Des ministres sénégalais ont assuré que leur gouvernement, et non pas l’Union européenne (UE), était l’instigateur de l’arrêt, prévu dimanche 17 novembre au soir, des activités de pêche de bateaux européens dans les eaux nationales.
« Nos amis de l’Union européenne ont organisé une conférence de presse pour dire au monde entier qu’ils ont décidé de ne plus signer les accords de pêche avec le gouvernement du Sénégal. C’est une contre-vérité absolue », a déclaré mercredi soir le ministre de l’enseignement supérieur, Abdourahmane Diouf, selon une vidéo visionnée jeudi sur les réseaux sociaux.

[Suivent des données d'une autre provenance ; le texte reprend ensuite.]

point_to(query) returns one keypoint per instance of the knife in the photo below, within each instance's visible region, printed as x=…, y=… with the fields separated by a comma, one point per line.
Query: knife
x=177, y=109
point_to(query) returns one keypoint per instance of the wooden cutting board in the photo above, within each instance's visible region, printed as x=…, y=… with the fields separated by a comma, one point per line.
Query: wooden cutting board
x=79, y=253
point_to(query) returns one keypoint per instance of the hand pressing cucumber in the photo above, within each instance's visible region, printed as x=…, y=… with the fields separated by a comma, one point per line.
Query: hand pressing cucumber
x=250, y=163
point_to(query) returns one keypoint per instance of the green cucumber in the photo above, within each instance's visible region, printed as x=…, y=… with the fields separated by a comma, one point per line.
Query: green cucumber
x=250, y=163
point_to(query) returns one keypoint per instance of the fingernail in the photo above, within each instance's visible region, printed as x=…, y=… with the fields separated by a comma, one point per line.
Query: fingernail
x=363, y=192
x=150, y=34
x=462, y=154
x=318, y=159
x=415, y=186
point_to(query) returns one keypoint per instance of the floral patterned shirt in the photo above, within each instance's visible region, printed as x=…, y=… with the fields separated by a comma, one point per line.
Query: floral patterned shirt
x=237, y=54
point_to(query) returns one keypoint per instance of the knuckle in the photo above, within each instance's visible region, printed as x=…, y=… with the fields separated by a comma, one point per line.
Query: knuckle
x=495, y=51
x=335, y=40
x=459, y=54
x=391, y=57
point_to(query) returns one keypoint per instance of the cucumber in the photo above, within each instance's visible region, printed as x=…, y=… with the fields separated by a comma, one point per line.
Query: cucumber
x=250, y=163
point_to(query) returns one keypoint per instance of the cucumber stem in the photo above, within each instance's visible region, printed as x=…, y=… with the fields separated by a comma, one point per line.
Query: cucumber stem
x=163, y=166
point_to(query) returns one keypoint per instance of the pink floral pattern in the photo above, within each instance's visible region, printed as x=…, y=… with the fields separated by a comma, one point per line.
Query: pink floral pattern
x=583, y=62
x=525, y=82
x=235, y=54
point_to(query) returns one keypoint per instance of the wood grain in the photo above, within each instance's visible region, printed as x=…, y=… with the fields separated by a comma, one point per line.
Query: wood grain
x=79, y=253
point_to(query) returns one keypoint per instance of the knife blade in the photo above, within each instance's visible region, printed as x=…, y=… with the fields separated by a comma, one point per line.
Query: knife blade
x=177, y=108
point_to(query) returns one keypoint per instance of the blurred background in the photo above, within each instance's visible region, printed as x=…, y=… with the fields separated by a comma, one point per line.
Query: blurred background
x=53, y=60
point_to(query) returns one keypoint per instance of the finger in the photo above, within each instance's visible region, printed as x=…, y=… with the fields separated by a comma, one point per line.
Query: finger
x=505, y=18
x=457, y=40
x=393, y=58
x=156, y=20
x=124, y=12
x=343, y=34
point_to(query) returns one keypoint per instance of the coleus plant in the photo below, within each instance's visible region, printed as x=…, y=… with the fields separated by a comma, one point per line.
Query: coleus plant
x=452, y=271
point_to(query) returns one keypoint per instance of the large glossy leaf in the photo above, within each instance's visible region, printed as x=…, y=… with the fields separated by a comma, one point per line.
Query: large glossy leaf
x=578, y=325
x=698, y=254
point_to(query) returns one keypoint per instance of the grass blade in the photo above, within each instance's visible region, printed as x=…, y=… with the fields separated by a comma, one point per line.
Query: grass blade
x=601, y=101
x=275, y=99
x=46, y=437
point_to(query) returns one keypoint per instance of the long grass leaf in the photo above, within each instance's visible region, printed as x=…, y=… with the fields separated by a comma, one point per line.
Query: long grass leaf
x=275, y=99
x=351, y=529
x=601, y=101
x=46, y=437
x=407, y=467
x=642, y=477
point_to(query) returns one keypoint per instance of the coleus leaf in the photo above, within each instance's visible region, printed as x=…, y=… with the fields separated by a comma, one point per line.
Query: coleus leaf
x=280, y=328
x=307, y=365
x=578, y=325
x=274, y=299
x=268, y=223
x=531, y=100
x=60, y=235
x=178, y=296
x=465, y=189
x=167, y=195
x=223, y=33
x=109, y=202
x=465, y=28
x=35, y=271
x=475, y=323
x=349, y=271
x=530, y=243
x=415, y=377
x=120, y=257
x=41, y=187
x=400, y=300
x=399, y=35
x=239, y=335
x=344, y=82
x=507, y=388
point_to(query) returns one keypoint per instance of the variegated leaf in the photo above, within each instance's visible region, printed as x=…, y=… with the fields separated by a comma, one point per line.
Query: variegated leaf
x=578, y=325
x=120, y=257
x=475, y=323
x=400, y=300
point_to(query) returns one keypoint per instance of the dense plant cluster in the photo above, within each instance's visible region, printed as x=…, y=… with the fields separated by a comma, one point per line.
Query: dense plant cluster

« C’est le gouvernement du Sénégal (…) qui a donné le signal depuis longtemps pour leur dire que nous ne pouvons pas continuer à signer avec [eux] des accords de pêche qui vont appauvrir les pêcheurs du Sénégal », a-t-il dit dans la banlieue de Dakar lors d’un meeting des Patriotes africains du Sénégal pour le travail, l’éthique et la fraternité (Pastef) en vue des élections législatives de dimanche.
« Défaillances » dans la lutte contre la pêche illicite
L’Union européenne a annoncé mardi que l’accord de pêche en vigueur depuis 2019 ne serait pas renouvelé et que les bateaux européens cesseraient de pêcher dans les eaux sénégalaises à partir de dimanche minuit. L’UE invoque des « défaillances » constatées depuis plusieurs années de la part du Sénégal dans la lutte contre la pêche illicite.
Cette annonce a eu un écho important au Sénégal, où la pêche est un secteur primordial et en crise. Les quelque 50 000 pêcheurs sénégalais travaillent essentiellement sur des pirogues traditionnelles. Ils dénoncent constamment la concurrence des bateaux usines contrôlés par des étrangers, auxquels ils imputent la raréfaction du poisson.
L’accord prend fin dans un contexte de changement à la tête du pays. Les nouveaux dirigeants ont fait d’une répartition plus équitable des revenus des ressources naturelles au bénéfice des Sénégalais un de leurs mantras. Le président, Bassirou Diomaye Faye, a demandé en mai « l’audit du pavillon sénégalais », caractérisé par son opacité, ainsi que l’évaluation des accords et licences de pêche.
La Commission européenne a adressé fin mai ce qu’elle a présenté comme un « carton jaune » au Sénégal, identifié comme « pays non coopératif » face à la pêche illicite. La ministre des pêches, Fatou Diouf, a dénié à l’UE l’initiative de la fin de l’accord. « L’Etat n’était pas encore dans une logique de négocier », assure-t-elle dans une vidéo sur les réseaux sociaux. « Dès mon arrivée ici, avant même qu’on ait reçu le carton jaune, j’avais commandité une évaluation et, cette évaluation, elle est en cours. On ne peut pas commander une évaluation, attendre les résultats et penser à un accord de pêche », poursuit-elle.
La fin de l’accord concerne dix-huit bateaux espagnols et français, selon l’UE. Le ministère sénégalais avait publié en mai une liste de 151 navires industriels autorisés à pêcher dans les eaux sénégalaises, dont dix-neuf Européens et 132 battant pavillon sénégalais. Différents acteurs dénoncent le fait que de nombreux bateaux enregistrés comme sénégalais sont en fait entre les mains d’étrangers, notamment asiatiques, qui se servent de prête-noms. La liste répertoriait aussi 17 400 pirogues artisanales.